Wordt de overeenkomst beëindigd, dan geldt hiervoor een duur van tenminste één jaar. Voor het sluiten van een nieuwe overeenkomst gelden de voorwaarden zoals benoemd in artikel 2 van deze regeling.

Artikel 4

De Raad sluit de overeenkomst tot het verlenen van rechtsbijstand met een bijzondere curator. Van deze bijzondere curator verwacht de Raad dat hij de toevoeging die voortvloeit uit deze overeenkomst, persoonlijk behandelt (lid 1).

Dat neemt niet weg dat er omstandigheden kunnen zijn, die de bijzondere curator belemmeren de activiteiten in de zaak waarvoor hij is benoemd zelf uit te voeren, bijvoorbeeld ziekte. In die gevallen is het de verantwoordelijkheid van de bijzondere curator om aan de rechter te vragen daarin te voorzien.

Artikel 5

De Raad geeft geen andere toevoegingen aan de bijzondere curator af dan voor het verrichten van werkzaamheden als bijzondere curator in artikel 1:250 BW zaken.

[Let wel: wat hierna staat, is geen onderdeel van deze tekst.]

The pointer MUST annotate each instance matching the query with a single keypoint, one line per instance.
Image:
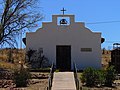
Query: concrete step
(63, 81)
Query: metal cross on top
(63, 10)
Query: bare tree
(17, 16)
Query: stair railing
(50, 77)
(76, 77)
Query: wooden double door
(63, 57)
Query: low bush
(91, 77)
(21, 77)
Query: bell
(63, 21)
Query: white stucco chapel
(65, 41)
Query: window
(86, 49)
(63, 21)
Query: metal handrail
(76, 77)
(50, 77)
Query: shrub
(100, 77)
(21, 77)
(92, 77)
(88, 76)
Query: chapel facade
(65, 42)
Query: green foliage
(21, 77)
(110, 76)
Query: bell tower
(63, 19)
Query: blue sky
(88, 11)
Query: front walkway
(63, 81)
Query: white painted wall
(75, 34)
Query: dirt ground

Meer informatie over de werkzaamheden als bijzondere curator in artikel 1:250 BW zaken is te vinden in het door de rechtspraak gehanteerde ‘Werkproces benoeming bijzondere curator o.g.v. art. 1:250 BW’.

Behoudens de in deze regeling benoemde uitzonderingen, zijn op de afgifte van een toevoeging en de vergoeding daarvan, de ook voor advocaten geldende bij of krachtens de Wrb gestelde regels en het door de Raad terzake gehanteerde beleid van toepassing.

Artikel 6

De vergoeding voor de werkzaamheden van de bijzondere curator is geregeld in dit artikel en afhankelijk van het aantal toevoegingen dat voor de zaak wordt afgegeven. Een aantal bepalingen uit het Besluit vergoedingen rechtsbijstand zijn in het zesde lid expliciet buiten toepassing verklaard. Het betreft: de bepalingen voor advies, de bepalingen voor bewerkelijke zaken en de voorschotregeling (artikel 35 Bvr).